Edwin Leap, MD, a long-time reader of this blog, did a great job in his piece in Huffington Post recently.  It is called Medicine is Not About Money, Except When It Is.  He exposes the hypocrisy that goes on in medicine today as it relates to doctors supposedly being bought out by third parties and how we were taught than money, in general, is bad.

But the prevailing attitude in medicine towards the reps, and pharmaceutical companies, was all a shade of the way we were taught to view money in medicine. Even in medical school interviews, we weren’t supposed to say much about money. ‘I just want to help the sick and helpless. What do you mean, money? You get paid to be a doctor? How about that!’ We were supposed to pretend that money wasn’t part of the process, even though we knew it was. And presumably, our tenured professors had an inkling as well.

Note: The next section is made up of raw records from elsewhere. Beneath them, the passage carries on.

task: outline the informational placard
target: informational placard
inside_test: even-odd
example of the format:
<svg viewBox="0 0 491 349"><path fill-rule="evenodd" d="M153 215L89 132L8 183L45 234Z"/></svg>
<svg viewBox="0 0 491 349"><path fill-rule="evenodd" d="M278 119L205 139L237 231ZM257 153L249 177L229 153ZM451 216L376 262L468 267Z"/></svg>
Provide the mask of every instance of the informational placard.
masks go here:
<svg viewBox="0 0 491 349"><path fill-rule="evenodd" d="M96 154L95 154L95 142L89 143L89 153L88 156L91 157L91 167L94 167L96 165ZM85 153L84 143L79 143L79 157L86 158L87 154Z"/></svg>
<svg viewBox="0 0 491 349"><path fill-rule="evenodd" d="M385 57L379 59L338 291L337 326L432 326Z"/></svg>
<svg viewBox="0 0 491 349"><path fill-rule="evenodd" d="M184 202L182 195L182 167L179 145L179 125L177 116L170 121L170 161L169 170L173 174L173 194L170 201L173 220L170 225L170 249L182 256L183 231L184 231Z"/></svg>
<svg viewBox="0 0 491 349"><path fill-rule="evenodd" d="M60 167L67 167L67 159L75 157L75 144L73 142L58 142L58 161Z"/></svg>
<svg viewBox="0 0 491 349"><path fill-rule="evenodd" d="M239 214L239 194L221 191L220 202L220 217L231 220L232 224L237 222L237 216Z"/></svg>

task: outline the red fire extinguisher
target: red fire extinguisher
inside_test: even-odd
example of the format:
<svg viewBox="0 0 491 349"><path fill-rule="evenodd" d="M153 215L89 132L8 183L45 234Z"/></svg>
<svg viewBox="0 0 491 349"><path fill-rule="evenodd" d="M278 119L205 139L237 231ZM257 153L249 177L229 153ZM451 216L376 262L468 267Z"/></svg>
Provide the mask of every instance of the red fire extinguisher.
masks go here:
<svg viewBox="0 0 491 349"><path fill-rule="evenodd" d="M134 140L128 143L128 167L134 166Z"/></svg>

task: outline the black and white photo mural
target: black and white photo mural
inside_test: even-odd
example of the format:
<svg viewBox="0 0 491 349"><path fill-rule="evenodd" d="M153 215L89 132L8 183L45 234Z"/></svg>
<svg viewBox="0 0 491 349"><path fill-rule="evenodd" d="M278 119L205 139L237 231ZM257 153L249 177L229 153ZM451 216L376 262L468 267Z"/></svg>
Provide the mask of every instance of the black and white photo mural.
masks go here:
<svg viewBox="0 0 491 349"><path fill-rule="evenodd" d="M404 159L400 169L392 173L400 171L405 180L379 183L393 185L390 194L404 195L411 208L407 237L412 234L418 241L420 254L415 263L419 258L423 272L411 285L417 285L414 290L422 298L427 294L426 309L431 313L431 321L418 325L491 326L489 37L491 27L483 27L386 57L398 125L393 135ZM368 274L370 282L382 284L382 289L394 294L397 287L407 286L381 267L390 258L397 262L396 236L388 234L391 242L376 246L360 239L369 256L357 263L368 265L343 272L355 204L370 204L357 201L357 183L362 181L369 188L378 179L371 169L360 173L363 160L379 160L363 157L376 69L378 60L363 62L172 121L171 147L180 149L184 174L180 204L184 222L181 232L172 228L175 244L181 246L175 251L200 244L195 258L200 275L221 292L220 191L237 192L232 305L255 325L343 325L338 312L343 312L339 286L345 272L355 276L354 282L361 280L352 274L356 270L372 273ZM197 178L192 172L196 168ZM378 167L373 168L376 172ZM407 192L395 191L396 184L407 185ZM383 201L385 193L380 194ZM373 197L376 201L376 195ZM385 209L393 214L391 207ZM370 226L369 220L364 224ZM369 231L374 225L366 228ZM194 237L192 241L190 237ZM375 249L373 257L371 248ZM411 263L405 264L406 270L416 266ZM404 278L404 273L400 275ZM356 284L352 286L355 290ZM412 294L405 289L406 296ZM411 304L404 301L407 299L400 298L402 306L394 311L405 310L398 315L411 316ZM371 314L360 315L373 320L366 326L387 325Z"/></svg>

I especially like how he points out the massive amount of money being spent by these third parties at conferences.  Where does that go?

Maybe, just maybe, money isn’t all bad.

We need to readjust the way we educate physicians. Young doctors need to understand money more clearly from the start (especially the $200,000 in school loans part). But they must also grasp the hypocrisy that tells them that medical businesses, like Pharma, are inherently evil (because money, you see), even as hospitals, doctors, governments (yep) and all the rest continue to try to accrue more of it.

Great job, Ed!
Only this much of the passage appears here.